The National Eligibility-cum-Entrance Test (NEET) is the gateway to studying medicine. It is the entry point to students who are taught to save lives. Ironically, every year, when the NEET results are out, lives of a few students are snuffed out. This tragic turn of events are witnessed more in Tamil Nadu where the students from economically disadvantaged groups fail to make the mark to gain entry to medical colleges despite scoring high marks in Class 12. Their inability to pay lakhs of rupees to take coaching in expensive centres is the greatest hurdle in getting admission to government medical colleges. The prohibitive fees do not allow them to go anywhere near the private medical colleges too.
The situation was different in the pre-NEET era (NEET was conducted for the first time in 2013) when many students from rural background and those studied in regional languages got admission to medical colleges. This has been vindicated by the Justice A. K. Rajan Committee which studied the issue threadbare in the context of Tamil Nadu. However, most of its findings could be applicable in the case of students from other States too. The committee used several parameters like studying in Tamil medium school, education in government school, being a first generation graduate, inability to attend coaching classes, and belonging to families with less than Rs. 2.5 lakh annual income. On every parameter, the committee found that the share of students from less privileged sections who got admission to medical colleges had fallen to abysmal level after the introduction of NEET.
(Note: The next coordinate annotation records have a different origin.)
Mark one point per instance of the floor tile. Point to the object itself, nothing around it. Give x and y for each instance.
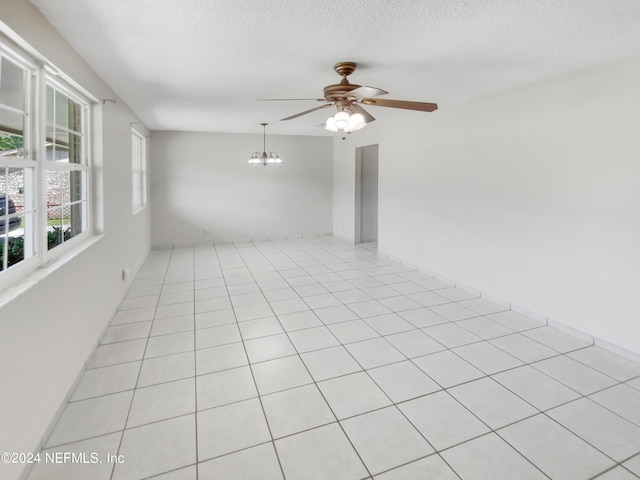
(297, 409)
(368, 308)
(253, 312)
(161, 402)
(255, 462)
(555, 339)
(336, 314)
(329, 363)
(269, 348)
(414, 343)
(633, 465)
(215, 319)
(320, 454)
(165, 326)
(447, 368)
(280, 374)
(609, 433)
(515, 321)
(380, 291)
(230, 428)
(483, 306)
(374, 353)
(451, 335)
(399, 303)
(313, 339)
(370, 434)
(214, 336)
(352, 296)
(622, 400)
(484, 328)
(540, 390)
(260, 328)
(105, 380)
(574, 374)
(488, 458)
(157, 448)
(168, 344)
(456, 294)
(175, 310)
(321, 301)
(422, 317)
(352, 331)
(428, 299)
(618, 473)
(92, 417)
(523, 348)
(166, 369)
(114, 353)
(299, 320)
(453, 311)
(219, 358)
(228, 386)
(403, 381)
(442, 420)
(425, 468)
(353, 394)
(133, 316)
(606, 362)
(281, 307)
(554, 450)
(167, 298)
(93, 449)
(492, 403)
(389, 324)
(129, 331)
(487, 358)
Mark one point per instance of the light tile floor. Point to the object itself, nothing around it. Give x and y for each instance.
(315, 359)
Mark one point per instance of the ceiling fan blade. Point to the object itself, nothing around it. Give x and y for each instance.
(290, 99)
(355, 108)
(384, 102)
(306, 111)
(366, 92)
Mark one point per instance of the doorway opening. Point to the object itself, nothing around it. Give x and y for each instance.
(366, 190)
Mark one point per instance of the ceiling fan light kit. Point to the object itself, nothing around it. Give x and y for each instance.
(264, 158)
(347, 97)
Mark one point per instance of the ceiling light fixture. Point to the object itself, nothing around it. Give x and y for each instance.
(263, 158)
(345, 120)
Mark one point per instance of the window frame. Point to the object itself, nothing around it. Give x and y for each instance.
(34, 159)
(139, 170)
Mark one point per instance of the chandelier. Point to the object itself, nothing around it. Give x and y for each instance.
(263, 158)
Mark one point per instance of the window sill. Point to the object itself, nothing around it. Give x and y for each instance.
(31, 280)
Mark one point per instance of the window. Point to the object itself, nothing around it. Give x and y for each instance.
(139, 171)
(44, 165)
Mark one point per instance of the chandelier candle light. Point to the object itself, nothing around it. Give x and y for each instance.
(263, 158)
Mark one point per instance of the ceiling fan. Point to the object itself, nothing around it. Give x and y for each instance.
(347, 98)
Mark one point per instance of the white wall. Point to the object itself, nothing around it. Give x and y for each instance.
(530, 195)
(47, 334)
(203, 190)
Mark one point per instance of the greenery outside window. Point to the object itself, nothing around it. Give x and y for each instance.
(45, 165)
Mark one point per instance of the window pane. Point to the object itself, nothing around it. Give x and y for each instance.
(11, 123)
(11, 145)
(55, 190)
(67, 112)
(12, 88)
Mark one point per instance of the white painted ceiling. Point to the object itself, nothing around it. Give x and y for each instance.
(200, 65)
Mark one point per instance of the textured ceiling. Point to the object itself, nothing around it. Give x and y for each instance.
(200, 65)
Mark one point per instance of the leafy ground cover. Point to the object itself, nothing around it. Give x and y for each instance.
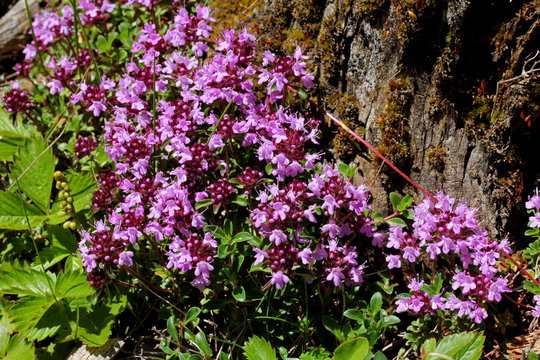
(160, 177)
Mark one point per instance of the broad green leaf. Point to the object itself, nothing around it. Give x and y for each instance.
(26, 282)
(10, 136)
(191, 315)
(354, 314)
(18, 349)
(12, 212)
(257, 348)
(8, 145)
(37, 317)
(63, 238)
(380, 356)
(34, 164)
(462, 346)
(391, 320)
(333, 326)
(375, 303)
(73, 284)
(352, 349)
(94, 327)
(429, 345)
(202, 344)
(239, 294)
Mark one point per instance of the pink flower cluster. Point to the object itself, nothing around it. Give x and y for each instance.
(449, 232)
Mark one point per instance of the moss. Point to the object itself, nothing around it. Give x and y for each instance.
(393, 124)
(370, 9)
(345, 107)
(435, 157)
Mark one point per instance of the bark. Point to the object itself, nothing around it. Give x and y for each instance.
(425, 81)
(14, 27)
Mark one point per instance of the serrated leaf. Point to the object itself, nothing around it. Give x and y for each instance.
(36, 317)
(202, 344)
(50, 256)
(257, 348)
(12, 212)
(94, 327)
(352, 349)
(63, 238)
(26, 282)
(72, 284)
(19, 349)
(36, 182)
(462, 346)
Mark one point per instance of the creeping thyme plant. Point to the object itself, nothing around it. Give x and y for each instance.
(192, 195)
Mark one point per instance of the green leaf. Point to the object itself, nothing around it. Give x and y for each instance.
(171, 328)
(203, 203)
(406, 202)
(36, 182)
(72, 284)
(380, 356)
(191, 315)
(26, 282)
(239, 294)
(302, 93)
(429, 345)
(395, 199)
(37, 317)
(396, 222)
(202, 344)
(345, 169)
(12, 212)
(355, 314)
(82, 187)
(532, 232)
(94, 327)
(462, 346)
(333, 326)
(257, 348)
(241, 200)
(10, 137)
(375, 303)
(17, 349)
(352, 349)
(391, 320)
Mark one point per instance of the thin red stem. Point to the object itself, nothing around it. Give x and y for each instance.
(368, 145)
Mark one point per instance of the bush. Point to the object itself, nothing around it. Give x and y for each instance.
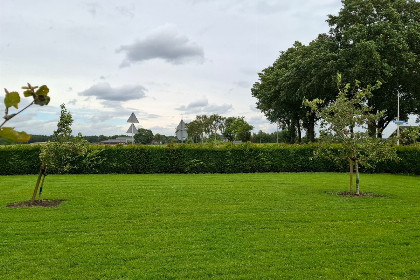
(202, 158)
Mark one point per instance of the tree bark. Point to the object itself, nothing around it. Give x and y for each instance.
(351, 176)
(357, 178)
(299, 132)
(311, 127)
(372, 129)
(41, 173)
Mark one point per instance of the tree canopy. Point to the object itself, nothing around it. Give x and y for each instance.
(143, 136)
(370, 41)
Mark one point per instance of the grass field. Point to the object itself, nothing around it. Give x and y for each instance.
(233, 226)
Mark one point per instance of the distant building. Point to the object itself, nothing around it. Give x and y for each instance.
(118, 140)
(402, 127)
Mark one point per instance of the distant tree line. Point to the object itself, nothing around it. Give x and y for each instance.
(368, 41)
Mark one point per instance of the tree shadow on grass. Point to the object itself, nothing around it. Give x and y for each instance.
(37, 203)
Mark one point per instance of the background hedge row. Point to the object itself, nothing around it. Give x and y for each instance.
(244, 158)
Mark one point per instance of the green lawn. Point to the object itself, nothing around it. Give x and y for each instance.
(222, 226)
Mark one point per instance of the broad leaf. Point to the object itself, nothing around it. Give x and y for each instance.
(28, 93)
(43, 90)
(42, 100)
(12, 99)
(11, 134)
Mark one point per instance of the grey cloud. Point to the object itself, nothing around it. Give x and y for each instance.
(202, 106)
(126, 10)
(194, 105)
(105, 92)
(165, 43)
(92, 8)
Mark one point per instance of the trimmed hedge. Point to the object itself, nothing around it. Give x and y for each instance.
(178, 158)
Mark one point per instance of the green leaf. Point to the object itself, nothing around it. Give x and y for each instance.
(43, 90)
(12, 99)
(42, 100)
(11, 134)
(28, 93)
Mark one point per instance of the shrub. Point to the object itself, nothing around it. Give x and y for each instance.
(201, 158)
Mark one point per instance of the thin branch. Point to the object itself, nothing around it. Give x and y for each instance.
(7, 119)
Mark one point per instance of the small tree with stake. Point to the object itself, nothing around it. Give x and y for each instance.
(345, 123)
(65, 154)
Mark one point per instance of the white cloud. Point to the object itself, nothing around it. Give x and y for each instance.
(202, 106)
(165, 43)
(105, 92)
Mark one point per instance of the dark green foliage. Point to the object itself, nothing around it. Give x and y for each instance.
(19, 159)
(143, 136)
(178, 158)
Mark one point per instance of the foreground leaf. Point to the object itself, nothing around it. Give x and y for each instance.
(43, 90)
(42, 100)
(12, 99)
(11, 134)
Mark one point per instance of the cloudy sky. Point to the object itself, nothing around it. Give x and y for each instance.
(163, 60)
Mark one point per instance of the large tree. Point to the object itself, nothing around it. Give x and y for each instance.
(236, 128)
(299, 72)
(143, 136)
(380, 40)
(340, 120)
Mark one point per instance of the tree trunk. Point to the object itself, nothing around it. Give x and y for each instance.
(311, 128)
(351, 176)
(357, 178)
(41, 172)
(299, 132)
(382, 123)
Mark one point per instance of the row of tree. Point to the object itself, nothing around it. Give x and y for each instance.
(369, 41)
(215, 127)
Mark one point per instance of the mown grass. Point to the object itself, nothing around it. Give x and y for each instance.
(233, 226)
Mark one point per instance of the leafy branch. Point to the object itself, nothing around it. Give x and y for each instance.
(12, 99)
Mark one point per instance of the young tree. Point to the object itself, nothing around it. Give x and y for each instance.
(66, 153)
(345, 123)
(12, 99)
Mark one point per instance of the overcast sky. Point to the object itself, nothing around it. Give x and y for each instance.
(163, 60)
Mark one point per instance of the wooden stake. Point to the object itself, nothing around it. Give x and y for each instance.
(41, 172)
(351, 176)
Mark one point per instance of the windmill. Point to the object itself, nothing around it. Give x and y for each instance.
(181, 131)
(133, 130)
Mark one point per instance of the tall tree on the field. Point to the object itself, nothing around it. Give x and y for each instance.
(143, 136)
(345, 123)
(379, 40)
(237, 129)
(301, 71)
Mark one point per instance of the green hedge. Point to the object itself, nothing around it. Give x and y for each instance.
(244, 158)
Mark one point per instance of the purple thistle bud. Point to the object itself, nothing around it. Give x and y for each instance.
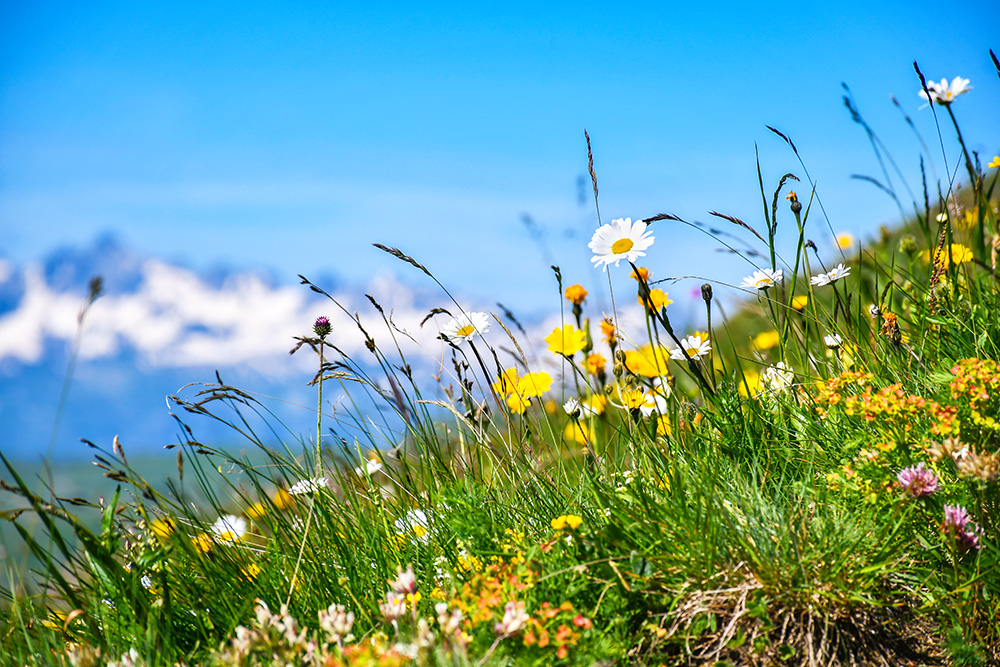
(958, 524)
(918, 481)
(322, 327)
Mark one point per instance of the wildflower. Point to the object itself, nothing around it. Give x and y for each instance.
(918, 481)
(459, 329)
(336, 622)
(322, 327)
(570, 521)
(838, 272)
(229, 528)
(622, 239)
(763, 279)
(534, 384)
(575, 294)
(820, 280)
(394, 607)
(945, 93)
(514, 619)
(766, 340)
(656, 300)
(162, 527)
(608, 330)
(414, 521)
(566, 340)
(595, 363)
(692, 347)
(958, 525)
(405, 583)
(310, 485)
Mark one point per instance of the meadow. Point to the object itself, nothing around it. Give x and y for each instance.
(809, 481)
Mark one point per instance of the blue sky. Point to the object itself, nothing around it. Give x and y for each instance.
(291, 138)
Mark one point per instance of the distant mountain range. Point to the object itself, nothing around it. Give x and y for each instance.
(158, 326)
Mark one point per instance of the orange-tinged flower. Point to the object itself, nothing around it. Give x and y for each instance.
(657, 299)
(575, 294)
(566, 340)
(595, 363)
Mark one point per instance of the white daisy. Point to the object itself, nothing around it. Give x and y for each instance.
(693, 347)
(820, 280)
(837, 273)
(622, 239)
(465, 326)
(229, 528)
(309, 485)
(945, 93)
(763, 279)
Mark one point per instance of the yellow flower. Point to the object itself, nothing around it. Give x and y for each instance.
(571, 521)
(256, 511)
(283, 499)
(162, 527)
(959, 255)
(749, 385)
(534, 384)
(566, 340)
(647, 361)
(595, 363)
(657, 299)
(845, 240)
(575, 294)
(633, 399)
(766, 340)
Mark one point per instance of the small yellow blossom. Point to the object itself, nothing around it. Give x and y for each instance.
(566, 340)
(570, 521)
(657, 300)
(766, 340)
(162, 527)
(575, 294)
(595, 363)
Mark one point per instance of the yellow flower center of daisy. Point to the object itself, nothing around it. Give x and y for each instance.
(621, 246)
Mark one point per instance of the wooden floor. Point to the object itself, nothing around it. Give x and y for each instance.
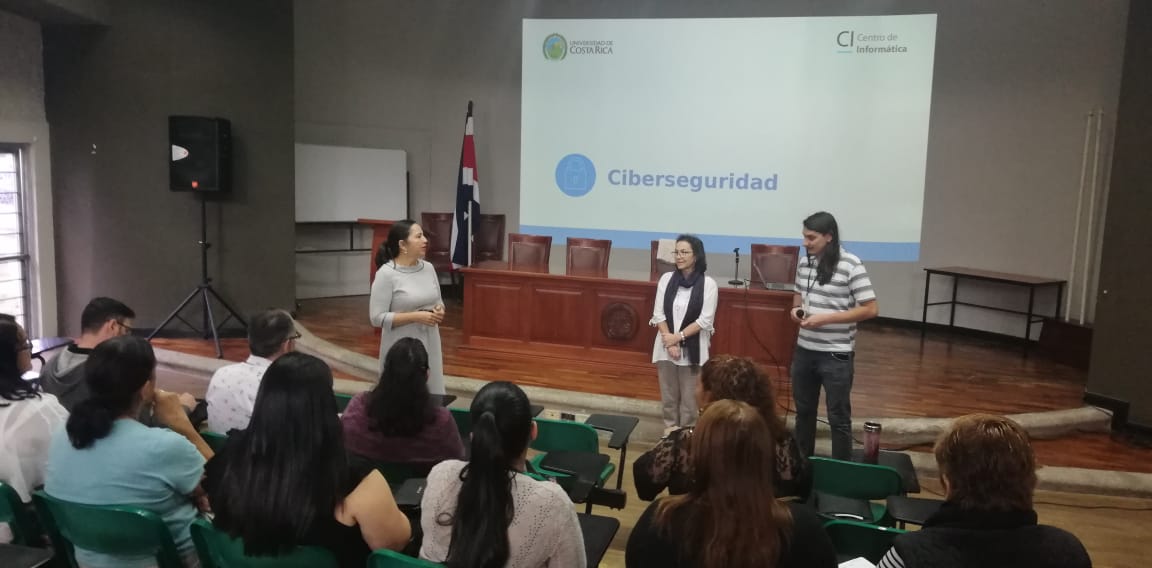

It is enough to quote a couple of data, from the whole lot of them in the report, to prove the damage NEET has done to poor students. The percentage of CBSE students who got admission to MBBS increased from a miniscule 0.39 % to 24.9 % in just one year after the introduction of NEET. On the other hand, the number of government school students decreased from 34 students to just three, in Tamil Nadu, after its introduction. Though the scope of Rajan committee report is restricted to one State, its findings have wider ramifications. The introduction of NEET has affected the States’ right to run medical institutions and select candidates according to methods which they feel more equitable. Many States are faced with an acute shortage of doctors in rural areas as majority of those coming out of medical institutions have an urban background and are unwilling to tread roads leading to villages. Those who have shelled out a huge amount of money to get a medical degree may not be inclined to serve in rural areas. Hence there is a need for overhauling the medical education if the healthcare system across the country has to become robust.
At the same time, as one argues against the present method of common entrance test, one should not forget that leaving the admission criteria to States might lead to vested interests cornering seats and distributing it to unworthy candidates. Any remedy to the existing skewed medical admission process has to come after consultation with all stakeholders and experts in the field. The outcome should help more students from disadvantaged sections to get admission to medical colleges which, in turn, will help to build up the healthcare system in States. Or else it will remain nothing more than window-dressing.